If a leaf is photosynthesizing, it makes ATP (via light reactions) and sugars. If a root is respiring, it burns sugars to make ATP for itself. They do not share a common, transferable "pool." While you don't get a "bigger ATP pool" by adding root ATP to leaf ATP, growing organically allows for better energy allocation. In organic systems, mycorrhizal fungi and bacteria break down nutrients. This requires less direct energy expenditure from the plant to seek out raw minerals compared to hydroponics/synthetic, where the plant might have to push harder roots to find uptake points. Healthy, microbe-rich roots need less energy for defense and can focus on absorption. Plants send sugars (made in leaves) down to roots to feed microbes, which in turn bring back nutrients/salt ions to create a EC of 0.5ms/cm. This symbiotic loop means the plant spends less energy on acquiring nutrients, leaving more energy available for building biomass.

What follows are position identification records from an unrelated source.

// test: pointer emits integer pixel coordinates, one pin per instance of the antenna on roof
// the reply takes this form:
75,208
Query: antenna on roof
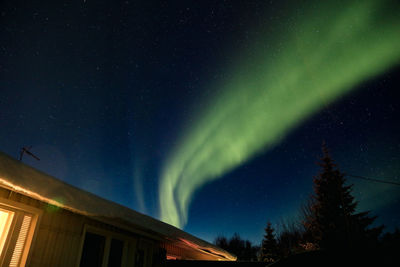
26,150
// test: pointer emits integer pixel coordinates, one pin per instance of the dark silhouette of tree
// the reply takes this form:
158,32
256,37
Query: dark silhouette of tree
269,246
333,222
243,249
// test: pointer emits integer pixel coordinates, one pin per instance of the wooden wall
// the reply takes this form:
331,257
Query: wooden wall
59,235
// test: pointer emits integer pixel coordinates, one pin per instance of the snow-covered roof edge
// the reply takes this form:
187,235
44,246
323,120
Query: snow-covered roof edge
39,185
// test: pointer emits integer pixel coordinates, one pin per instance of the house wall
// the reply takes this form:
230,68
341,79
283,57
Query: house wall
59,235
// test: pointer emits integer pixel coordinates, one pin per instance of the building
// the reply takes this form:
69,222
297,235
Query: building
46,222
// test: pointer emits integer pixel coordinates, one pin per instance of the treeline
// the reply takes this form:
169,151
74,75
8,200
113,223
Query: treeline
329,222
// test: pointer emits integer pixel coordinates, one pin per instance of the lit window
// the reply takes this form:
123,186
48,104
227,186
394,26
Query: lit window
16,233
5,223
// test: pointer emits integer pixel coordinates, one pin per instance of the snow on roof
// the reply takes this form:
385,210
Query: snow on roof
36,184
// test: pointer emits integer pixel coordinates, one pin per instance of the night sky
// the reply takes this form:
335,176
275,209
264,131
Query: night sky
232,99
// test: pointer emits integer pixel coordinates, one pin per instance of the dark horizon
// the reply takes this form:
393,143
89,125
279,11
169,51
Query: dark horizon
122,99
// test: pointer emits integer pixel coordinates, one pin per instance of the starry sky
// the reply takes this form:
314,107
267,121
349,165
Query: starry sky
209,115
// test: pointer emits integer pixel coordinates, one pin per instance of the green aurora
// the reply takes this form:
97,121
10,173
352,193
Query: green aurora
319,53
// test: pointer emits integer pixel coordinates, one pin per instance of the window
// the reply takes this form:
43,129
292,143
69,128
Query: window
17,226
93,249
102,248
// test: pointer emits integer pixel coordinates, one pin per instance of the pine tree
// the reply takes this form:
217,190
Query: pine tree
269,248
333,221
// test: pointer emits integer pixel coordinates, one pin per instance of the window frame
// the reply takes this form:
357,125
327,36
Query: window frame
20,210
109,235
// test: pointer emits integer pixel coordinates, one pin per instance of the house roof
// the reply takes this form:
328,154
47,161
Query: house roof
36,184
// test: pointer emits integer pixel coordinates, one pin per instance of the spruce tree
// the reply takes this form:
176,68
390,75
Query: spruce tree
269,248
333,221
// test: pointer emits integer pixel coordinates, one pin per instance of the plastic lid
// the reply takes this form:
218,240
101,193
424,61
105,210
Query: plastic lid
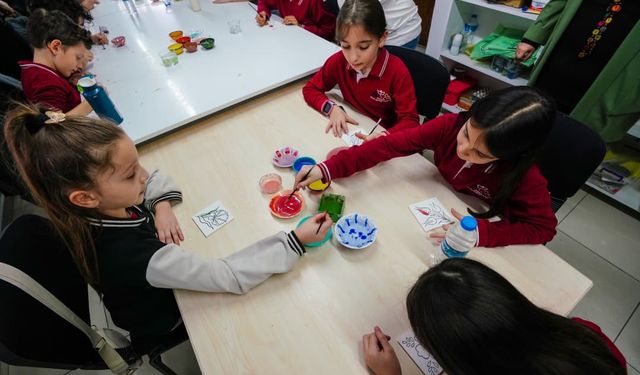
469,223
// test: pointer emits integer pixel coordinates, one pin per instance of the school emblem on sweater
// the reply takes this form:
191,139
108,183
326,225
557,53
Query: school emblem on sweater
381,96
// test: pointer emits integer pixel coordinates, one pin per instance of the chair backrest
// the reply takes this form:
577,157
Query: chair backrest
31,334
570,155
430,79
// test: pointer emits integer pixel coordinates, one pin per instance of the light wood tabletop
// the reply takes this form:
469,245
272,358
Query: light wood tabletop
311,320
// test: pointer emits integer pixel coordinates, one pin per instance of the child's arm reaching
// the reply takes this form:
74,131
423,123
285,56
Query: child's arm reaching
161,192
176,268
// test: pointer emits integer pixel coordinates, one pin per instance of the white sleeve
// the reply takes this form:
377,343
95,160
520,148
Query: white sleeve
160,188
173,267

Leaves make Glucose (Sugar) via Photosynthesis. Sugars travel to the roots. Roots use that sugar to fuel respiration to gain nutrients. Nutrients travel back up to fuel more Leaf growth.
Organic growing doesn't create a larger combined ATP pool; it creates more efficient energy usage and resource allocation. Because the plant isn't wasting energy fighting for nutrients or managing osmotic stress from synthetic salts, it has more metabolic energy left over to put into growth.
High Transpiration Rate. Stronger Mass Flow. More water/nutrients to roots. Increased uptake.
It is a "pull" system that acts as the primary conveyor belt for plant nutrition.